Sejarah malam 1 Suro
Sejarah malam 1 Suro bisa ditelusuri dari zaman Sultan Agung yang memperkenalkan konsep Muharram sebagai bulan Sura.
Dikutip kompas.com, dalam buku Misteri Bulan Suro Perspektif Islam Jawa penanggalan tahun Hijriah ini kemudian diadopsi oleh masyarakat Muslim Jawa dan ditetapkan oleh Sultan Agung pada abad ke-17 sebagai penanggalan aboge.
Meski dalam penanggalannya kerap memiliki selisih satu hari, namun angka tahunnya tetap mengikuti tahun Jawa yang lebih muda 78 tahun daripada tahun Masehi.
Sultan Agung melakukan ijtihad penting dalam menyatukan budaya Islam dan budaya Jawa melalui penanggalan ini.
Ia pun berkontribusi dalam memaknai malam 1 Suro sebagai malam yang cukup sakral, di mana masyarakat Jawa diharuskan untuk berdoa dan beribadah kepada Sang Pencipta.
Dalam perayaannya, malam 1 Suro diperingati dengan berbagai tradisi masyarakat.
Pengamat Budaya Universitas Sebelas Maret (UNS) Surakarta Bani Sudardi mengatakan jika peringatan Malam Satu Suro dimaknai sebagai tanda pergantian waktu.
Waktu ini sangat penting karena berhubungan langsung dengan siklus kehidupan, ritual, perhitungan dan lainnya.

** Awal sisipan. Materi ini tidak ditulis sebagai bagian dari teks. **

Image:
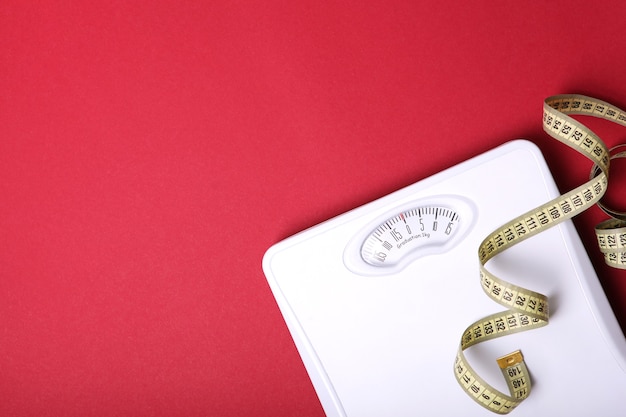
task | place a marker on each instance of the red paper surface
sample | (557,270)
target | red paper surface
(150,152)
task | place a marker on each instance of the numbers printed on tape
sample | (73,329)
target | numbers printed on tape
(526,309)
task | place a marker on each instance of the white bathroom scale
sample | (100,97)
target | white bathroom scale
(378,331)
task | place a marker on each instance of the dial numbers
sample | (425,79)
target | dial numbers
(402,234)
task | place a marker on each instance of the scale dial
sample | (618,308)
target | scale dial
(407,232)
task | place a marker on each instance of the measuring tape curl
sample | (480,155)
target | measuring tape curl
(528,309)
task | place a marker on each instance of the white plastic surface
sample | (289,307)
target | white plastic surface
(385,345)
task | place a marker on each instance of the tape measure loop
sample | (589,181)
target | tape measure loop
(528,309)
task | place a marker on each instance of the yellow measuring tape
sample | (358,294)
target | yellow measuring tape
(527,309)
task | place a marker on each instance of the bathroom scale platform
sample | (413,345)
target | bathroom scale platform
(377,299)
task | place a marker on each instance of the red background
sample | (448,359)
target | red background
(150,152)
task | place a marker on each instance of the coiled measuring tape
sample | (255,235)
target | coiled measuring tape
(527,309)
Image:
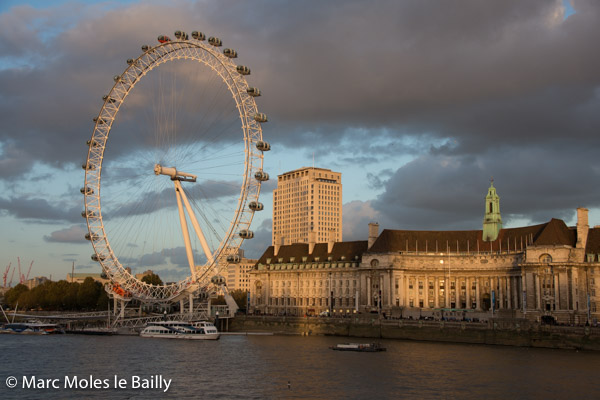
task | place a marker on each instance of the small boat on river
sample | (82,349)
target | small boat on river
(202,330)
(365,347)
(32,328)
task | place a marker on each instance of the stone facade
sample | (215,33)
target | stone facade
(547,272)
(307,201)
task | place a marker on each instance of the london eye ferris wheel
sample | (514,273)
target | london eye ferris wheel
(177,185)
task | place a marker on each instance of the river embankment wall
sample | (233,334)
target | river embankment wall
(511,332)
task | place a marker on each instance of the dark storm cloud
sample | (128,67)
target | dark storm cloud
(256,246)
(74,234)
(440,192)
(39,210)
(481,83)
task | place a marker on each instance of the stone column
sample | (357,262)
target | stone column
(457,293)
(391,300)
(509,292)
(369,297)
(573,289)
(468,292)
(436,292)
(556,292)
(381,285)
(406,291)
(538,294)
(447,290)
(416,291)
(426,289)
(477,294)
(501,284)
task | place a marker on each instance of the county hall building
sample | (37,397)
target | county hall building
(541,272)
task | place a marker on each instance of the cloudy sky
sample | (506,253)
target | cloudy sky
(417,103)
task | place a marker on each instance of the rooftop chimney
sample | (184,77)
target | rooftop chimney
(330,241)
(373,233)
(312,239)
(582,227)
(279,241)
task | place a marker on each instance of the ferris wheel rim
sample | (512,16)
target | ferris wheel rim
(237,85)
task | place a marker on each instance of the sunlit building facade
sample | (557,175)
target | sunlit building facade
(237,275)
(547,272)
(307,200)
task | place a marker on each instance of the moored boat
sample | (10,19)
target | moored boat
(181,330)
(366,347)
(32,328)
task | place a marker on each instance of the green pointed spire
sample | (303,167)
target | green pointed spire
(492,222)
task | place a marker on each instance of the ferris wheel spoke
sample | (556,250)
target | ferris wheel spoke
(182,117)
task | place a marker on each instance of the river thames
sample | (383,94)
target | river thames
(293,367)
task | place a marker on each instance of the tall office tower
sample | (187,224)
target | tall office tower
(307,200)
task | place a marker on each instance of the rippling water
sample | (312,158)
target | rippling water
(259,367)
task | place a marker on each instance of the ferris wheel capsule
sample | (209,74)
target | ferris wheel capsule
(243,70)
(198,35)
(215,41)
(246,234)
(88,214)
(261,176)
(89,236)
(263,146)
(260,117)
(256,206)
(230,53)
(96,257)
(182,153)
(254,92)
(233,259)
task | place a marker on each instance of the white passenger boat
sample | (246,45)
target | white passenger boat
(32,328)
(364,347)
(202,330)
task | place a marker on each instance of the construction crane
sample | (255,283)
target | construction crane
(5,275)
(22,277)
(29,271)
(11,276)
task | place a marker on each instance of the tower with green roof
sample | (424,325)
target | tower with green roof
(492,222)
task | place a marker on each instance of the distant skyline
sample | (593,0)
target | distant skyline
(417,104)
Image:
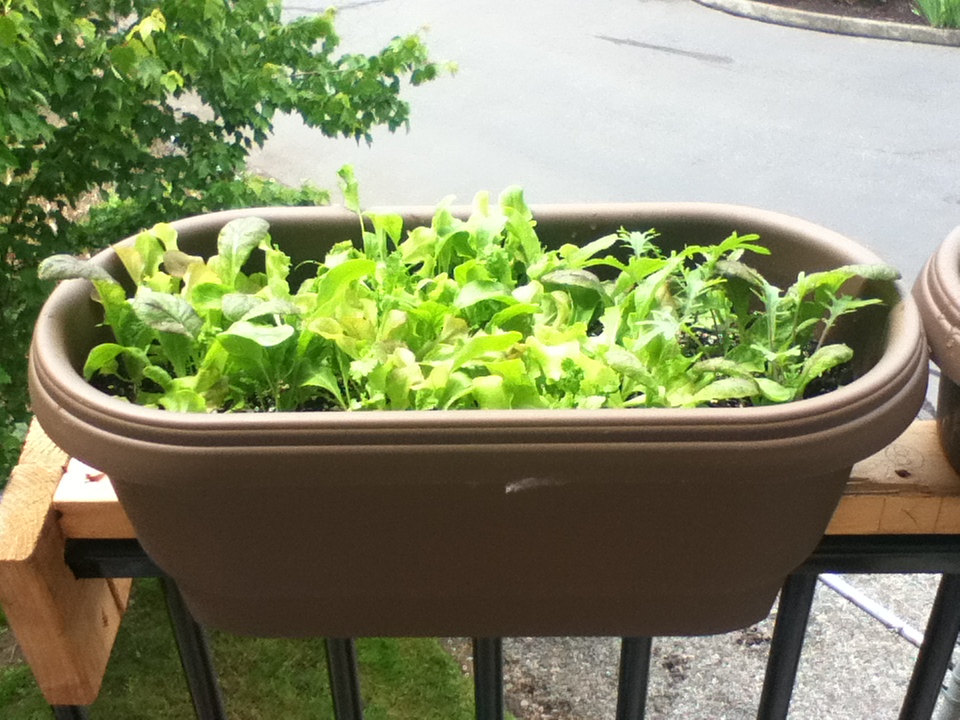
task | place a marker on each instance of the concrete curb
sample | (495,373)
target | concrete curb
(835,23)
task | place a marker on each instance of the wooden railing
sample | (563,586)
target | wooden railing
(68,551)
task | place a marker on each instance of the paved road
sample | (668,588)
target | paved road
(622,100)
(659,100)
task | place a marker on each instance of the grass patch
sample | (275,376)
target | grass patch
(941,13)
(401,679)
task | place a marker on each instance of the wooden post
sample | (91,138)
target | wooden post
(65,627)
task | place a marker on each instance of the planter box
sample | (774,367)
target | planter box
(486,523)
(937,292)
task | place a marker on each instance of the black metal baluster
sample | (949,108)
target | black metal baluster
(938,641)
(70,712)
(633,679)
(195,656)
(793,612)
(344,679)
(488,678)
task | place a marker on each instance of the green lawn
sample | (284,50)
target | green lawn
(401,679)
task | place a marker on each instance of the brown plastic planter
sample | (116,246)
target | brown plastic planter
(937,292)
(485,523)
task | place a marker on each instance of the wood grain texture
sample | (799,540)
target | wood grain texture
(65,627)
(87,505)
(907,488)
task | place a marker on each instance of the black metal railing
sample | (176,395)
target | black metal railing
(843,554)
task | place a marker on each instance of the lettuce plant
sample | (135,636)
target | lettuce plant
(472,313)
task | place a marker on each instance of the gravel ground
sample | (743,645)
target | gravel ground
(852,666)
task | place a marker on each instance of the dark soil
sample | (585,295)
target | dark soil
(901,11)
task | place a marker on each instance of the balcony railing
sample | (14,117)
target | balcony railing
(875,530)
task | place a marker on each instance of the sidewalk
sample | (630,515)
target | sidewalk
(670,100)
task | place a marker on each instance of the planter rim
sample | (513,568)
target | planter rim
(937,293)
(773,422)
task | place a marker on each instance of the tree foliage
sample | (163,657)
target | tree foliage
(96,97)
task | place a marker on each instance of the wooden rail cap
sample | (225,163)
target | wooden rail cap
(907,488)
(66,627)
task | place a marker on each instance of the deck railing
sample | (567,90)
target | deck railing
(901,514)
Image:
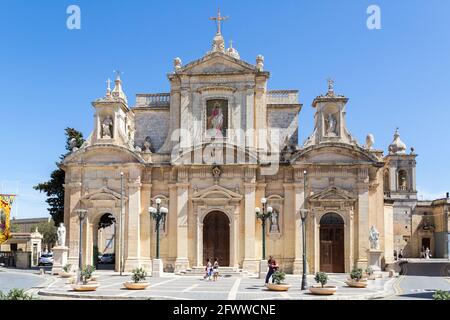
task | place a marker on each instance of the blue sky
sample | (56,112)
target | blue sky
(396,76)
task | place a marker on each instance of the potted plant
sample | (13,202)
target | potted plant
(370,273)
(67,271)
(356,279)
(279,284)
(87,283)
(323,289)
(138,278)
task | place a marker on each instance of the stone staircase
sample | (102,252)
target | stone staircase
(223,272)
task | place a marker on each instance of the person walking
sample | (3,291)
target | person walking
(216,269)
(208,269)
(272,264)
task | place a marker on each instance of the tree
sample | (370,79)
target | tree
(54,188)
(49,233)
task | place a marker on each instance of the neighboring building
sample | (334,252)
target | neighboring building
(27,225)
(172,145)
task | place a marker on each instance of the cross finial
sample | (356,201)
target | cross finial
(330,85)
(219,20)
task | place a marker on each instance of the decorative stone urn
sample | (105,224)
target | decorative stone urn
(130,285)
(325,290)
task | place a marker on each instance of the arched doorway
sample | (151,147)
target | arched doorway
(104,244)
(332,243)
(216,237)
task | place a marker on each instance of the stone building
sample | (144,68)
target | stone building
(211,149)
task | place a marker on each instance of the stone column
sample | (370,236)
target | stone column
(298,236)
(132,235)
(363,225)
(182,262)
(250,262)
(145,227)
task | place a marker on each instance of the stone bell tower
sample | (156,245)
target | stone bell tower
(113,120)
(329,119)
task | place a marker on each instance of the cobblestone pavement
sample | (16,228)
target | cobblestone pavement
(421,278)
(226,288)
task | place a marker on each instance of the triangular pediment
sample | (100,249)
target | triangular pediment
(103,193)
(216,192)
(217,63)
(334,194)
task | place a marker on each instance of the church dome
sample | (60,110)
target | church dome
(397,146)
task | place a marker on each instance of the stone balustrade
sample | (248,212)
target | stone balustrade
(282,97)
(153,100)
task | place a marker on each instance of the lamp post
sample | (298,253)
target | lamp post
(264,215)
(121,221)
(81,216)
(159,213)
(303,215)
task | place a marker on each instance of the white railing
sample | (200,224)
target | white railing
(282,97)
(153,100)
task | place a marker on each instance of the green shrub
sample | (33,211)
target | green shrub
(16,294)
(441,295)
(86,273)
(356,274)
(279,277)
(67,268)
(138,275)
(322,278)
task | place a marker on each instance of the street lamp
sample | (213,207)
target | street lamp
(303,215)
(81,216)
(159,213)
(264,215)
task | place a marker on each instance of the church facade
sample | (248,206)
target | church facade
(210,150)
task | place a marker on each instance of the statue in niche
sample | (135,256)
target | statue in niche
(107,127)
(61,235)
(147,145)
(374,238)
(274,226)
(331,125)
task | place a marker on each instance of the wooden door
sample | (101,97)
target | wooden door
(216,238)
(332,244)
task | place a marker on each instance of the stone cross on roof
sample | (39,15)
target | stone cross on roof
(219,20)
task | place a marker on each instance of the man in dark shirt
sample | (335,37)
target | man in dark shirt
(272,264)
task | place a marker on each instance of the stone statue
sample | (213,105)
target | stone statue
(107,126)
(331,125)
(369,141)
(61,235)
(374,237)
(274,222)
(147,145)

Baca Juga: 5 Larangan Malam Satu Suro: Memahami Tradisi dan Kepercayaan
Tradisi malam 1 Suro
Tradisi malam satu Suro sangatlah beragam, dan tentunya mencerminkan keberagaman dari budaya Indonesia.
Di wilayah Solo misalnya yang dirayakan dengan cara kirab, baik kirab pusaka dan kirab Malam Satu Sura.
Kirab ini tujuannya untuk memohon keselamatan dan sebagai media introspeksi diri untuk menjadi pribadi yang lebih baik dari tahun sebelumnya.
Selain Solo, di Yogyakarta juga mengadakan ritual khusus dengan membawa gunungan tumpeng, keris, dan benda pusaka lainnya dalam kirab Malam Satu Suro.
Dari sini kita bisa melihat bahwa malam satu Suro merupakan tradisi yang kaya dan memiliki makna yang mendalam.
Bukan hanya jadi pergantian waktu tapi juag sebagai sarana introspeksi dan refleksi diri bagi masyarakat Jawa.